EXAMPLES The hollow glass product molding plunger of the present invention will be described in detail below with reference to examples.

FIG. 1 is a partial sectional view showing the molding of a cathode ray tube panel using the plunger of the present invention. still,
In the following description, the same parts as those in FIGS. 2 and 3 and the parts corresponding to those in FIG. 3 are designated by the same reference numerals in FIG. 1, and the description of these parts is omitted.

In the plunger 12 shown in FIG. 1, a stainless steel spring nozzle 30 for supplying a cooling fluid from the distribution chamber 22 to the corner portion of the cooling cavity 23 has a distribution chamber 22.
It has a structure that is attached so as to project from the corner portion.

Using this plunger 12, the panel 1
At the time of molding 3, the cooling fluid supplied from the central portion of the head body 18 to the distribution chamber 22 inside the plunger 12 is
Since the main cooling chamber 27 located at the corner of the cooling cavity 23 is supplied through the spring nozzle 30, the corner molding surface 20 of the plunger 12 is sufficiently cooled. After that, the cooling fluid in the cooling cavity 23 is discharged from the discharge port 26 communicating with the head body 18.

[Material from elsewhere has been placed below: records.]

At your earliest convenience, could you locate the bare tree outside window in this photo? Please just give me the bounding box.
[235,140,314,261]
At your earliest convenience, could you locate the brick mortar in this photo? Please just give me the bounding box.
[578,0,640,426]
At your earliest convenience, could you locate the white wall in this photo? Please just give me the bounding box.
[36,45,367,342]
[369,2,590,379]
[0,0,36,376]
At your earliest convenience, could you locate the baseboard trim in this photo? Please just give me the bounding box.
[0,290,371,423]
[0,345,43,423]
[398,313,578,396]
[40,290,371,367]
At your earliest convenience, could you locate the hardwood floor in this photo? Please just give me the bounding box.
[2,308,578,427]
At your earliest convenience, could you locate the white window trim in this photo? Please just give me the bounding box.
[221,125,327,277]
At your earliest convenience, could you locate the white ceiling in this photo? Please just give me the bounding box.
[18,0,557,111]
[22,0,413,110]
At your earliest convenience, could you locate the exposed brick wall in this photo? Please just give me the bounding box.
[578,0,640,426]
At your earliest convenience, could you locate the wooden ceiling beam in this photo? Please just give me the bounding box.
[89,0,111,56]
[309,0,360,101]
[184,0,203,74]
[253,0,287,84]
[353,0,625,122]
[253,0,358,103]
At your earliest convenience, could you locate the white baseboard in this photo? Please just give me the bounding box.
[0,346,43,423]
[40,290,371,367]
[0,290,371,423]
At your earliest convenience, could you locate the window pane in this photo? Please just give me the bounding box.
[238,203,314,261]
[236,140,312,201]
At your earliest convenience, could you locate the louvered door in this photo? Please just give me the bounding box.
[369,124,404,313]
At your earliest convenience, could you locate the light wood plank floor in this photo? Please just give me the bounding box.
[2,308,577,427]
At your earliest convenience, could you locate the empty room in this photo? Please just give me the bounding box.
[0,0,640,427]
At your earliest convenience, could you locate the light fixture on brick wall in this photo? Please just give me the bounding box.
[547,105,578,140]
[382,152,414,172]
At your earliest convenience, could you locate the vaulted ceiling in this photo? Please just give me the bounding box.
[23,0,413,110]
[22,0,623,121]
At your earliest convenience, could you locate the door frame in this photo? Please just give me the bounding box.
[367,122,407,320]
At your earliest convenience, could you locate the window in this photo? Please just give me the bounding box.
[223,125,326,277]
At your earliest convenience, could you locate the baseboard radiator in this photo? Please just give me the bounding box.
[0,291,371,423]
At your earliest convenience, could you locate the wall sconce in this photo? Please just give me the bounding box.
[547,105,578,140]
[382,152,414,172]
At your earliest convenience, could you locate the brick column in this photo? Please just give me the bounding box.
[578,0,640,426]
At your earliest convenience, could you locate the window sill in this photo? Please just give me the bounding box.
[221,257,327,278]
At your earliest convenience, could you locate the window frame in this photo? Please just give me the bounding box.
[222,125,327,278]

The plunger 12 having the above structure is
When used for molding a small-sized cathode-ray tube panel 13 of an inch size, the panel 13 is satisfactorily maintained without cracks on the upper inner surface of the flange portion 16 of the panel 13 or the seal edge portion 17 for a long period of time. It was possible to mold.

[0020]

As described above, in the hollow glass product forming plunger of the present invention, the spring nozzle is not damaged at the time of assembly, and when this plunger is used, the inside of the flange portion of the cathode ray tube panel is particularly improved. It is possible to prevent overcooling cracks that occur on the side surface and the seal edge portion, improve the size and molding problems, and improve the molding yield.

[Brief description of drawings]

FIG. 1 is a partial cross-sectional view of a plunger of the present invention for forming a cathode ray tube panel.

FIG. 2 is an explanatory view of a state where a cathode ray tube panel is molded.

FIG. 3 is a partial cross-sectional view of a conventional plunger for molding a cathode ray tube panel.

[Explanation of symbols]

 12 Plunger 13 Panel 22 Distribution Chamber 23 Cooling Cavity 30 Spring Nozzle

Claims (1)

[Claims] 1. A distribution chamber in which a cooling fluid is supplied,
In a hollow glass product molding plunger having a cooling cavity located around the distribution chamber, in which a cooling fluid is circulated from the distribution chamber through the cooling cavity to control the temperature distribution on the molding surface, the cooling cavity from the distribution chamber A hollow glass product molding plunger, wherein a spring nozzle for supplying a cooling fluid to the corner part of the hollow glass product is attached so as to project from the corner part of the distribution chamber.